The coal was gathered and brought to the surface in baskets, sleighs or wheeled boxes on rails, called “trams”; ponies were often used to pull these containers, and most main shafts were equipped with cranes of some sort.  On the surface the coal would be taken to “screens” to be graded as Cobbles, Nuts, Beans, Peas, Grains, Breakage and Duff.

The Swan, Wolfhill, Crettyard, and Newtown areas form the northern part of the Castlecomer Plateau. The main pits in the area were located at Modubeagh, Hollypark, Mullaghmore and Meeragh. The first pits were opened c.1740, and by 1845 the output from the Queen’s County Mines was valued at £78,000 with over 700 men employed.

Rossmore, further south, came into its own in the C20th. In the early years coal was distributed via Carlow railway station, and later big merchants would collect their own or have it delivered by the company’s two lorries that travelled the length and breadth of the country.

During WWII, with British supplies unavailable, the demand for Leinster coal increased; although fuel for domestic use was rationed, national “Gas Stations” used most of the large coal to generate power. Men came from as far away as Counties Roscommon, Mayo, Leitrim and Donegal to work in the coalmines, renting rooms from local families. Some stayed on and still live in the area.

The Castlecomer collieries in the C20th comprised the Deerpark (the largest opencast coalmines in Ireland), the Rock, the Jarrow, the Skehana and the Vera; the last was named after the eldest daughter of Capt. Richard Henry Prior-Wandesforde (1870 – 1956), known as Captain Dick, who sold land in Yorkshire to invest in improvements, including an aerial ropeway connecting the operations and (with British War Office subsidies) a local railway line for transporting both goods and passengers. The Wandesforde employees, numbering up to 1000, lived with their families in purpose-built accommodation on site, in Clogh, Moneenroe and nearby townlands, or in Castlecomer itself (in a quaint terrace of houses built for them on Kilkenny St). At peak production in the 1950’s, the pits were up to 700ft deep, with 11 miles of underground passages. 300 tons of coal a day were carried to a depot at Kilkenny station by regular trains (later replaced by lorries). However, geological “wash-outs” made the mines commercially untenable, and the last Wandesforde colliery finally closed with one week’s notice to its remaining 300 workers in 1969.

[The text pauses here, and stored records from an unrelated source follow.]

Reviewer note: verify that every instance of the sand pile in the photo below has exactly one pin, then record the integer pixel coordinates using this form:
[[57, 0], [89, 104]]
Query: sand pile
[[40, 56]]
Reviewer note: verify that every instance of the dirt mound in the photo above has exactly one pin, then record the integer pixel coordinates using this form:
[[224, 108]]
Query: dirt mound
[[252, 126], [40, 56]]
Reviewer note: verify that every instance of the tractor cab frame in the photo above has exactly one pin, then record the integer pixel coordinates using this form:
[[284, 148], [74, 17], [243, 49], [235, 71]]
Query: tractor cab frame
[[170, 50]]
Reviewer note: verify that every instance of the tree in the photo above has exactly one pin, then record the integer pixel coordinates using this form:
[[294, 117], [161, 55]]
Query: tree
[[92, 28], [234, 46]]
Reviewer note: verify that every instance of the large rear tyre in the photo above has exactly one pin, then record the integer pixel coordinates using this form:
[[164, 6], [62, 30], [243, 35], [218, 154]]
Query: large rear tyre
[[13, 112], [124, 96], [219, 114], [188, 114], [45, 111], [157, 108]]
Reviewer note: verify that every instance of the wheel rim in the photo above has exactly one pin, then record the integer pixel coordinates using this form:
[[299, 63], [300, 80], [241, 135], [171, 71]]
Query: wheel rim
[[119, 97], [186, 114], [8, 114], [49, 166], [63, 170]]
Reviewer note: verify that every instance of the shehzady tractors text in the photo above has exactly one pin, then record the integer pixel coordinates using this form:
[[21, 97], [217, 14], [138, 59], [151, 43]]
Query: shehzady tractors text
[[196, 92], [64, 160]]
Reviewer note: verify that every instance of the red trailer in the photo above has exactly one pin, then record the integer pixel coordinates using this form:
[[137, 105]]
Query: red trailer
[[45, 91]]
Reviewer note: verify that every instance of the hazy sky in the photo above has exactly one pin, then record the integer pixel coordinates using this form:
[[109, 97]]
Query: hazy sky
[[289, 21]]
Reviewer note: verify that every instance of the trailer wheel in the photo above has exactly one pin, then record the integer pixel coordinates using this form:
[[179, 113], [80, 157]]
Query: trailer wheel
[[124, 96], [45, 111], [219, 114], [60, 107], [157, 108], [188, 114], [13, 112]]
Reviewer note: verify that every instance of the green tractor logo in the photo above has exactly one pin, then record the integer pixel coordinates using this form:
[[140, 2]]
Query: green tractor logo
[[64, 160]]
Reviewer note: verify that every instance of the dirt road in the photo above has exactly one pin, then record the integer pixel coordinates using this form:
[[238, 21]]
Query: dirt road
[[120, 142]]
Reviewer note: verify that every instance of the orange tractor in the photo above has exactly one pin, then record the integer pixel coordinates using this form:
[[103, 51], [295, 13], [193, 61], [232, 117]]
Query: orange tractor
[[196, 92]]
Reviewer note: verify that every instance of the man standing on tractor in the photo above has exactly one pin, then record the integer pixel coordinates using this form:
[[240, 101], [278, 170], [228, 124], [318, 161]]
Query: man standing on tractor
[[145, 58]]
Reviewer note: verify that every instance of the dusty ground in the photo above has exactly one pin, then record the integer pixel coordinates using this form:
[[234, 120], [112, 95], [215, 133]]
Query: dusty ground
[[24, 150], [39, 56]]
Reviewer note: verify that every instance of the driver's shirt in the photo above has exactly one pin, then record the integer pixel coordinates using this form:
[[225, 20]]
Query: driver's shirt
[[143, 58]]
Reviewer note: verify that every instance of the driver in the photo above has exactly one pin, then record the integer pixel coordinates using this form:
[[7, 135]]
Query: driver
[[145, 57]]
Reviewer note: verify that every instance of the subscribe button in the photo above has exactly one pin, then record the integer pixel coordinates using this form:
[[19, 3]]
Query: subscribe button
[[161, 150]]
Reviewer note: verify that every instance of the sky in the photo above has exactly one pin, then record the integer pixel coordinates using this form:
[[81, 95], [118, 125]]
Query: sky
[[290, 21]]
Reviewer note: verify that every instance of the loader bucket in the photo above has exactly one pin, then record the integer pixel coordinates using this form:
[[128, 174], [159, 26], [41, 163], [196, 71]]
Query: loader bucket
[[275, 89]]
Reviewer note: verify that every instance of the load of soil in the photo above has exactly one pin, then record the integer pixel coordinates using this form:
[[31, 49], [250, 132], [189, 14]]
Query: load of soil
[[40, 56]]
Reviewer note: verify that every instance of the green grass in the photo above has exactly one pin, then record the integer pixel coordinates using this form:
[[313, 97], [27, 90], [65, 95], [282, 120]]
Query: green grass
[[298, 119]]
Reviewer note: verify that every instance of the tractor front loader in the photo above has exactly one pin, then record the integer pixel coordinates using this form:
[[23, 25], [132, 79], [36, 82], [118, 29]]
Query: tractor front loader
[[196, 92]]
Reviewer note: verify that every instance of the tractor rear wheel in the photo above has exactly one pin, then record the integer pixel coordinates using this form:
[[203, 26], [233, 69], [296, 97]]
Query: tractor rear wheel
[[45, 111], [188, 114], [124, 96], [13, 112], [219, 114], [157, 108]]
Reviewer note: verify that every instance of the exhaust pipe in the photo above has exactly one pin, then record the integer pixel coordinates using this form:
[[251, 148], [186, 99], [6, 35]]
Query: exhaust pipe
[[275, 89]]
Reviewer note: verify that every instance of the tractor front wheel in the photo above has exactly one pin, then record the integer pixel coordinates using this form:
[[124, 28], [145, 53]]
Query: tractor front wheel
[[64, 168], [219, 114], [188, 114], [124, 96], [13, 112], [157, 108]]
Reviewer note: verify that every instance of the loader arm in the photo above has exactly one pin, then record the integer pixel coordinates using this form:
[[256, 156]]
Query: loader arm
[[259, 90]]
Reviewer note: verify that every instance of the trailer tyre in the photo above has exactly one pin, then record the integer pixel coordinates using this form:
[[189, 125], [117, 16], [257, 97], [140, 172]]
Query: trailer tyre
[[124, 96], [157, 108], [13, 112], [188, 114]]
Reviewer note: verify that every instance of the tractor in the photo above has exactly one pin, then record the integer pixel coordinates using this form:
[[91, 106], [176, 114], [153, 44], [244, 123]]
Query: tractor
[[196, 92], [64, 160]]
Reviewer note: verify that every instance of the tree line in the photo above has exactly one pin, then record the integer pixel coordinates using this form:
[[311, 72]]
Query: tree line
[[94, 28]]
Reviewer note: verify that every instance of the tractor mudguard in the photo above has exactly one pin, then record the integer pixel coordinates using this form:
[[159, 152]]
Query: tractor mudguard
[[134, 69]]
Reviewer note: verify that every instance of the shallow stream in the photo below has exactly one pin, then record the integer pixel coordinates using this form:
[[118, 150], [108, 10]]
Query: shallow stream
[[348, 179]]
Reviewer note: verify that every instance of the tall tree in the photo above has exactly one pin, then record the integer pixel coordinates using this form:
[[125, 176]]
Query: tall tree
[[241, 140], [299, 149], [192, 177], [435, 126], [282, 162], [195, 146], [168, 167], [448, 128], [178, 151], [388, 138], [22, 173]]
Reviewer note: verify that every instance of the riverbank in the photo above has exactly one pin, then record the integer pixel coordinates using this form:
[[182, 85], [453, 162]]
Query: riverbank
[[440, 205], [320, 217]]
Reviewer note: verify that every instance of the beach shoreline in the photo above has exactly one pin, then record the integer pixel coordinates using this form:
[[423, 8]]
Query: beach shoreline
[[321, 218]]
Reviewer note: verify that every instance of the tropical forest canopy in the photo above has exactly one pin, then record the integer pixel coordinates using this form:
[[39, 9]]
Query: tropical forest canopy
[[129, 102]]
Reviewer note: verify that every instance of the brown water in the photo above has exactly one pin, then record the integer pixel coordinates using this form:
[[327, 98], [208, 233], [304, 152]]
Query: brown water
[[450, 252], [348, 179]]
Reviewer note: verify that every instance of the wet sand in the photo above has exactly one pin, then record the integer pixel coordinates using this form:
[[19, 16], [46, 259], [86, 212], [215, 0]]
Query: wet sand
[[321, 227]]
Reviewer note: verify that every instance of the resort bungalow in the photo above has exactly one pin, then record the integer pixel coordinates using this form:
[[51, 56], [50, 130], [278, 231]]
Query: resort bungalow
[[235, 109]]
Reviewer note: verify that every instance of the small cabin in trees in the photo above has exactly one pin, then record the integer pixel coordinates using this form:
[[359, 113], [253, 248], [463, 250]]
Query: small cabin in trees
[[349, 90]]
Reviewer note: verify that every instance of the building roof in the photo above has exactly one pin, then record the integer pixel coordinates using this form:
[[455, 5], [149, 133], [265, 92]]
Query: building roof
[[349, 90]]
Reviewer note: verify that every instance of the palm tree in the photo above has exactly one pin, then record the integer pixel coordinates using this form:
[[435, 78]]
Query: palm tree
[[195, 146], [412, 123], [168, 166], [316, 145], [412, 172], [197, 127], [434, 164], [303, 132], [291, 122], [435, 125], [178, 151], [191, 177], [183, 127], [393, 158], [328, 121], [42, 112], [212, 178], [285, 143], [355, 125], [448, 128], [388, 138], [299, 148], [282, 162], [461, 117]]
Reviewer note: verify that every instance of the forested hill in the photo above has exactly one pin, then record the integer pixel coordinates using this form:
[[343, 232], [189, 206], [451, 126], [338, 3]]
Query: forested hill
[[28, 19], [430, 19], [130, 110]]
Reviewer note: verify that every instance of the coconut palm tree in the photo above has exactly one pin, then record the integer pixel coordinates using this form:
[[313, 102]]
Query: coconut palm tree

The collieries have left their mark on the landscape, but some former mining villages have vanished: of Bilboa, only the pretty Anglican church still exists, while not a trace remains of Moscow.

Militant Miners

 

In order to develop the first mines, coalminers were brought with their families from England and Wales. Many of these immigrants were almost as oppressed as their peasant neighbours, and became “more Irish than the Irish themselves“.

 

Later, local small farmers gradually began to work in the mines to “top up” their income. At first they worked over-ground, but soon got enticed underground because the money was relatively good. Eventually almost every household in the area had at least one male menber working at the mines.

 

Although their role in the 1798 Rebellion was undistinguished, the miners’ communities produced Rockite agitators in the 1820s, Trade Union organisers and nationalist activists later in the century, and Republican volunteers during the Troubles.

 

A local historian, pointing to similar Industrial Revolution communities in Britain that came to be known as “Little Moscows”, has suggested that the early C20th miners in this area, amongst the first rural workers to be unionised, were perhaps the only proletarian community in the Irish midlands with a developed class consciousness, and that among them the early seeds of socialism may have germinated and flourished, with the 1917 Russian Revolution “filling them with hope of the dawning of a new age”.

 

Despite hindrance from both the State and the Roman Catholic church, Moneenroe miners sent their local communist agitator “Nixie” Boran as a delegate to the Red International Congress of Trade Unions in Moscow in 1929. He and fellow ITGWU members organised several strikes, with varying degrees of success.

The Miners (Image – Ask About Ireland)

 

Most of the over 600 men who worked in the mines in the 1950s and 1960s are dead. Those that remain recall that health & safety safeguards amounted to little more than the statue of the Virgin Mary at the colliery gate, and are still fighting for some form of compensation for the damage done to their health.

Footprints in Coal is the name of a remarkably interesting permanent exhibition at Castlecomer Discovery Park on the history of coal mining in the area, including the 1864 discovery by miners of significant early amphibian fossils.

In recent times the once barren land has proved excellently suited for forestry, and there are extensive plantations of Sitka spruce on the hillslopes.